|Body And Neck:|
Perhaps Samick isn’t the first name that springs to mind when thinking of a good acoustic guitar in the sub-$300 market. However, the massive Korean company produce hundreds of thousands of guitars every year for a wide range of brands, so have plenty of experience in producing something players want to play. Their collaboration with veteran American luthier Greg Bennett has produced this very intriguing GD100S dreadnought acoustic – which we think is well worth a look…
As the brand themselves state, economical guitars shouldn’t need to look cheap. They have carried that sentiment into the design of the GD100S, which is a great-looking dreadnought. While it comes in a vintage sunburst finish, we prefer the natural version which shows off the light, tight grain of the solid Sitka spruce top. This spruce top features the somewhat dramatically named Thunderflex scalloped bracing, which essentially allows the top to flex and ‘breathe’ – more on this later.

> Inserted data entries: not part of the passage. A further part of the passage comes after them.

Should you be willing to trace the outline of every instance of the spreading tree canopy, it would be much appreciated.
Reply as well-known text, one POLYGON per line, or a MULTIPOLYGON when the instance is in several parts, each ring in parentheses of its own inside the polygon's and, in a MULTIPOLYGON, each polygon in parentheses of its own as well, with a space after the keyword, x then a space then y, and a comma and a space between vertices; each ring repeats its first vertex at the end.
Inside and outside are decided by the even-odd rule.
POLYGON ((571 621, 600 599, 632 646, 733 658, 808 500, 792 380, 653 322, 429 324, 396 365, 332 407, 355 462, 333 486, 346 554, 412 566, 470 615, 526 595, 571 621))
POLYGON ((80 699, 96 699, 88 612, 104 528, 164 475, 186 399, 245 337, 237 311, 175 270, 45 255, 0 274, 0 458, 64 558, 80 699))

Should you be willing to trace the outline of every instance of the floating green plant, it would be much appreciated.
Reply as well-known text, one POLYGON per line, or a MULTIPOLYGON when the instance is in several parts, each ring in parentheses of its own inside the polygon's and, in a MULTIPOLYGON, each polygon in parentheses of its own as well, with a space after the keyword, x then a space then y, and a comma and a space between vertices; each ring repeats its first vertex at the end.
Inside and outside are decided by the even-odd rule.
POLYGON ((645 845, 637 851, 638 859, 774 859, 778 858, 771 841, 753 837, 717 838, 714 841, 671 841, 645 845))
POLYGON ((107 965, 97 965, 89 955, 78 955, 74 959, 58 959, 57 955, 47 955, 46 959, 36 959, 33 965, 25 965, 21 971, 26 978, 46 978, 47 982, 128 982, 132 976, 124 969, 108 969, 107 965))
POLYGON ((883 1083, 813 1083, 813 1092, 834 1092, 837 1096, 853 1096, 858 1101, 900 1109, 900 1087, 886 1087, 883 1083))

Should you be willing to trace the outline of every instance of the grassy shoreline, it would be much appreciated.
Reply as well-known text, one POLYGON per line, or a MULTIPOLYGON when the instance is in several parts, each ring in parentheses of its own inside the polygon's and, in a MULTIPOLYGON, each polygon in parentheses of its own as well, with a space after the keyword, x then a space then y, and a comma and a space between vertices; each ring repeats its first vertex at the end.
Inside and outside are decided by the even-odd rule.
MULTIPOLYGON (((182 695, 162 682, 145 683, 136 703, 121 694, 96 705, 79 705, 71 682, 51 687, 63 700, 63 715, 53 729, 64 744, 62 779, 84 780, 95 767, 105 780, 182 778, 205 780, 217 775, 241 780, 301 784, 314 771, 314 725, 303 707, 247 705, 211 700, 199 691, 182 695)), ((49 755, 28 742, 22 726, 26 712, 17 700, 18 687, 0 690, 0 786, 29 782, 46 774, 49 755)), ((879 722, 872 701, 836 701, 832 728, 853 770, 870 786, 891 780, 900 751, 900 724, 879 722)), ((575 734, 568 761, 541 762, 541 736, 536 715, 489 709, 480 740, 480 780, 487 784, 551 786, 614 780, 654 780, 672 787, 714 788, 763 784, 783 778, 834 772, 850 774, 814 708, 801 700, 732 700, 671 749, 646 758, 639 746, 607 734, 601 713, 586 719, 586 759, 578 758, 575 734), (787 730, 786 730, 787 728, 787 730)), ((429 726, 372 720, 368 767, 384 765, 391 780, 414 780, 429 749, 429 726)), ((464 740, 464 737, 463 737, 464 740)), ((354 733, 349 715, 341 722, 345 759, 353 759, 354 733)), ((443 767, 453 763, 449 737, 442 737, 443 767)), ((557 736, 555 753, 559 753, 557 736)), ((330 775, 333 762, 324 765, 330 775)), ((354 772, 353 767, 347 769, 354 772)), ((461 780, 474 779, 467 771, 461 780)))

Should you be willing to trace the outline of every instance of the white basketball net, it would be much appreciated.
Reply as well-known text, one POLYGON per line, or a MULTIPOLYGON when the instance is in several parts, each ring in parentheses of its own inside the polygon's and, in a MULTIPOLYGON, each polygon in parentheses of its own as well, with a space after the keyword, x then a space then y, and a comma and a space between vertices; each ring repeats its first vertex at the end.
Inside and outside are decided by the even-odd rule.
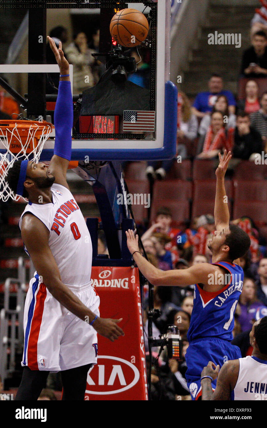
POLYGON ((44 144, 52 131, 52 125, 47 122, 18 120, 15 123, 10 121, 11 124, 13 123, 8 127, 5 126, 8 122, 0 121, 0 199, 5 201, 11 197, 17 201, 22 197, 14 193, 6 181, 9 170, 16 160, 27 159, 35 162, 39 161, 44 144), (24 126, 23 124, 25 122, 24 126), (24 128, 24 136, 22 136, 22 128, 24 128), (14 146, 18 153, 12 151, 12 146, 14 146))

The spruce is nicely contrasted with the dark laminate nato mahogany on the back and sides, while the high-gloss finish, abalone rosette, and multi-ply binding provides an elegant touch and some added durability. There’s a nato mahogany neck, which sports a 20-fret rosewood fretboard – quite sleek in its playability, while the craftsmanship (even though it is mass-produced) is still very impressive for affordable price tag.
There are no electronics on the GD100S, but it still features some upgraded hardware that increases the consistent feel of this sleek acoustic. On the slightly oddly-shaped headstock you’ll find some robust sealed die-cast tuners, while at the other end is a rosewood bridge with rounded edges, which both looks slightly different and helps protect the finish from cracking.
Even though it looks lovely, the highlight is actually the sound of this instrument. It’s big, full and robust thanks to the materials and build. The spruce and mahogany deliver a tight, balanced tone that has ample warmth, which will develop as the guitar gets older due to the solid wood. The scalloped bracing delivers on its promise of boosting the resonance, and – combined with the large dreadnought body – the GD100S offers huge projection.
When strumming or plucking the GD100S, you may forget it’s a sub-$300 instrument. It looks, feels and sounds like something in a much higher price category. You aren’t given a big name on the headstock, but this guitar speaks volumes in its quality and, as such, is well worth considering for beginners and more experienced guitarists alike.